The Supreme Court found a constitutional right to end a pregnancy in the landmark 1973 case Roe v. Wade.
In the decades immediately afterward, the legal strategy of abortion opponents focused on trying to ban abortion outright or impose mandates on women such as waiting periods or parental or spousal consent. But federal courts struck down the most restrictive of those laws, and the Roe v. Wade ruling was upheld.
Responding to those setbacks, some anti-abortion leaders, such as those at the Washington-based National Right to Life Committee, urged state activists to shift to subtler tactics.
Key advocates on both sides of the debate point to a 2007 strategy memo by James Bopp, general counsel to the National Right to Life Committee.
Addressing what Bopp deemed “how best to advance the pro-life cause,” the memo urged abortion opponents to stop proposing abortion bans that federal judges were rejecting, and instead push clinic regulations and other “incremental” efforts that Bopp said “often shut down clinics.”
Another national anti-abortion group, Americans United for Life, began using the 2005 Missouri law as model legislation for state activists targeting abortion clinics.
In 2010 elections, abortion opponents received a boost when Republicans made historic gains in state legislatures and ramped up proposals targeting abortion providers.
In 2011 and 2012, Kansas, Arizona, Mississippi and Tennessee passed admitting-privileges laws.
‘OUT OF NOWHERE’
“It was just out of nowhere,” said Deborah Walsh, then overseeing a Knoxville, Tennessee, abortion clinic that ended up closing because its doctors lacked the requisite hospital affiliation.
Walsh said she wanted to sue Tennessee but after talking to national abortion-rights lawyers, the consensus was that litigation priorities were elsewhere.
The New York-based Center for Reproductive Rights sued Mississippi in 2012. The group’s lawyers said only one clinic existed in Mississippi and the admitting-privileges rule threatened to shut it down.
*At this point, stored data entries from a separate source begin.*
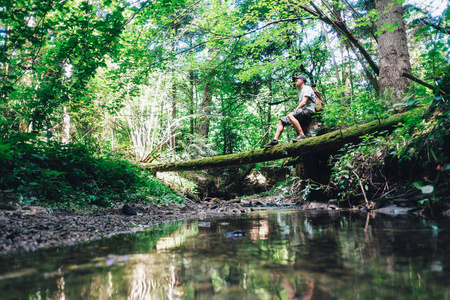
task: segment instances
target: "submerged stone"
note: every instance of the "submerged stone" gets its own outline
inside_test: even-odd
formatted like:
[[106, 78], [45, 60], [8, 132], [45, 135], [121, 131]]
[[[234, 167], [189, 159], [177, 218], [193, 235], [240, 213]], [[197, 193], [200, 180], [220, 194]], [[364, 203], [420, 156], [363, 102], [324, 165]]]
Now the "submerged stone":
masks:
[[245, 235], [244, 230], [235, 230], [225, 233], [225, 237], [243, 237]]

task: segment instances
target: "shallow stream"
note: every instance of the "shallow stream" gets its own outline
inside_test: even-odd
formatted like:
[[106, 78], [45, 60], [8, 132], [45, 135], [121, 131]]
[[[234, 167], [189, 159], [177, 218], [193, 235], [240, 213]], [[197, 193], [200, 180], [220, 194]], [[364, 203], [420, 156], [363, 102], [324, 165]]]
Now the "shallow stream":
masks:
[[204, 217], [0, 257], [0, 299], [450, 299], [449, 248], [448, 219]]

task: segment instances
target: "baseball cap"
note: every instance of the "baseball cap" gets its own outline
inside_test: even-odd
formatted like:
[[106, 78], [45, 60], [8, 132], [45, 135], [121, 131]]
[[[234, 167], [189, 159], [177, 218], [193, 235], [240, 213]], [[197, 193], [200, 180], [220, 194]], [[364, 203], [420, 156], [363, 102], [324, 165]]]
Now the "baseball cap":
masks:
[[308, 81], [308, 79], [306, 79], [306, 77], [303, 75], [293, 75], [292, 76], [292, 79], [299, 79], [299, 78], [302, 79], [304, 83], [306, 83], [306, 81]]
They succeeded in blocking the rule’s enforcement in a lawsuit that is still ongoing.
The Guttmacher Institute’s Nash said if abortion rights supporters had mounted a stronger legal attack against earlier regulations, it might have blunted the momentum that led to the 2013 Texas law.
Lawyers for abortion providers said they picked their shots and sued in places where regulations would most curtail abortion availability.
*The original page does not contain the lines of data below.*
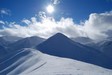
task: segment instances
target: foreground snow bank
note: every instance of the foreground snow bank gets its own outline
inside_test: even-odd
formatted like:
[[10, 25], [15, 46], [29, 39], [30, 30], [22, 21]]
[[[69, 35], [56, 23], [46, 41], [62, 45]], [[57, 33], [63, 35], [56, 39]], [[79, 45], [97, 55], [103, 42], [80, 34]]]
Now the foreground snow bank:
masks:
[[[5, 59], [5, 58], [4, 58]], [[111, 75], [112, 70], [34, 49], [16, 51], [0, 62], [0, 75]]]

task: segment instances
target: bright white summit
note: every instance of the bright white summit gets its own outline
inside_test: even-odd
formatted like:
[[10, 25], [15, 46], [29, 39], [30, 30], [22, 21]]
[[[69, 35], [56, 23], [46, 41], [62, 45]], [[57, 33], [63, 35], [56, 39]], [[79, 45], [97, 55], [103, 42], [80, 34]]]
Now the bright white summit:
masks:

“We have brought cases where the impact has been most extreme,” said Julie Rikelman, litigation director at the Center for Reproductive Rights, representing Whole Woman’s Health, suing Texas in the Supreme Court case.
In addition to Texas, five other states passed admitting privileges laws in 2013 and 2014.
Conditions for such privileges vary. Some hospitals require doctors to live within a certain distance of the hospital and admit a minimum number of patients per month. Some hospitals do not offer privileges to doctors who do abortions.
At the Supreme Court, the Feb. 13 death of conservative Justice Antonin Scalia could lead to a tie vote, with its four liberals and four conservatives on opposite sides. If the justices split 4-4, no national legal precedent would be set but the lower court decision upholding the Texas law would stand.
That would leave the Texas law intact and could embolden legislatures in other states with strong opposition to abortion to enact similar measures.
It also is possible that conservative Justice Anthony Kennedy, who has voted for the basic right to abortion but endorsed many restrictions, would join the court’s four liberals to strike down the Texas law.
A ruling in the case is due by the end of June. The Supreme Court’s last major abortion ruling was in 2007 when it upheld a federal law banning a late-term abortion procedure.